New 4.5 per cent retail bond launched – should struggling savers be tempted?

In a bid to raise extra capital, the Reit is offering investors a six-year retail bond with a fixed income yield of 4.5 per cent.

In our era of ultra-loose monetary policy, retail bonds have become increasingly popular with savers, but launches are few and far between. With rates on cash abysmally low, for many people they offer relatively high and safe returns.

The latest retail bond to launch is from Regional Reit, an investment trust with a property portfolio composed primarily of office space outside of the M25.

In a bid to raise extra capital, the Reit is offering investors a six-year retail bond with a fixed income yield of 4.5 per cent. This yield will be paid semi-annually, with investors receiving payment in arrears of £2.25 per £100 of their principal investment in August and February each year.

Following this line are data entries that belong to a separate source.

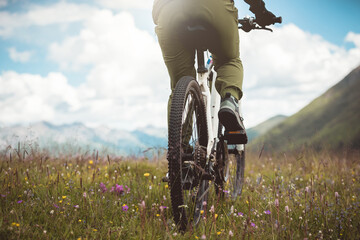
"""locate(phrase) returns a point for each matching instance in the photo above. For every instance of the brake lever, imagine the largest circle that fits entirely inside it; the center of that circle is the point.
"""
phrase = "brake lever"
(265, 28)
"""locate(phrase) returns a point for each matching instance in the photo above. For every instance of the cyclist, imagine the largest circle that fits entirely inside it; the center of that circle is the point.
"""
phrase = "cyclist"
(221, 16)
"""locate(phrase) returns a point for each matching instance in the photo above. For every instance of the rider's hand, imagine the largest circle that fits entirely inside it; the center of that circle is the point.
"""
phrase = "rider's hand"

The initial minimum subscription for the bond is £2,000. However, investors can increase their holdings by further purchases in multiples of £100.

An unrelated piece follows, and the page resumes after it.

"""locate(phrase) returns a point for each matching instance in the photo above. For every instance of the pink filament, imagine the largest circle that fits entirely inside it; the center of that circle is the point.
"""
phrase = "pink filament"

The bond will mature in 2024. As is the case with retail bonds, investors will receive back the initial amount they paid for the bond at the date of maturity. However, bonds are eligible to be traded at any time before redemption on the secondary market (the Order book for Retail Bonds, or Orb).

Investors wishing to purchase the bond must do so by 12 noon 1 August 2018. The issuers reserves the right to close the offer early.

Regional Reit intends for the bonds to be available as either an Isa or a Sipp investment. 

With an income fixed at 4.5 per cent, much higher than many savings rates offered, and redemption at maturity guaranteed at a fixed price, the retail bond may seem like a good option for cautious investors.

However, some warnings. Unlike those with money in savings accounts, investors in bonds are not always able to recover their full initial investment before the bond’s maturity date. To do so, investors would have to sell their bond to other investors, possibly receiving less than the original amount paid.

At the same time, investors have no guarantee as to the safety of their cash. Whereas money in a savings account up to £80,000 is guaranteed by the Financial Services Compensation Scheme (FSCS), the same does not apply for retail bond holders. Should Regional Reit go bust, those holding it may receive little or nothing back.

Potential investors may also want to ask themselves why they would wish to invest in Regional Reit’s bond and not in the trust itself. Regional Reit’s shares have a yield of 7.7 per cent, much higher than the 4.5 per cent offered by the bond.

However, advantage is significantly reduced when the trust’s unusually high OCF (ongoing charges figure) of 4.36 per cent is accounted for. Regional Reit does claims that this charge is the result of recent acquisitions and should come down in the near future.

Even if that is the case, there are still some advantages of going for the retail bond instead of the trust. While riskier than a savings account, the bond is safer than investing in equities. The higher yield on Regional Reit shares is not guaranteed, unlike the redemption price and annual income from the bond. At the same time, the bond comes ahead of equities in the credit stack.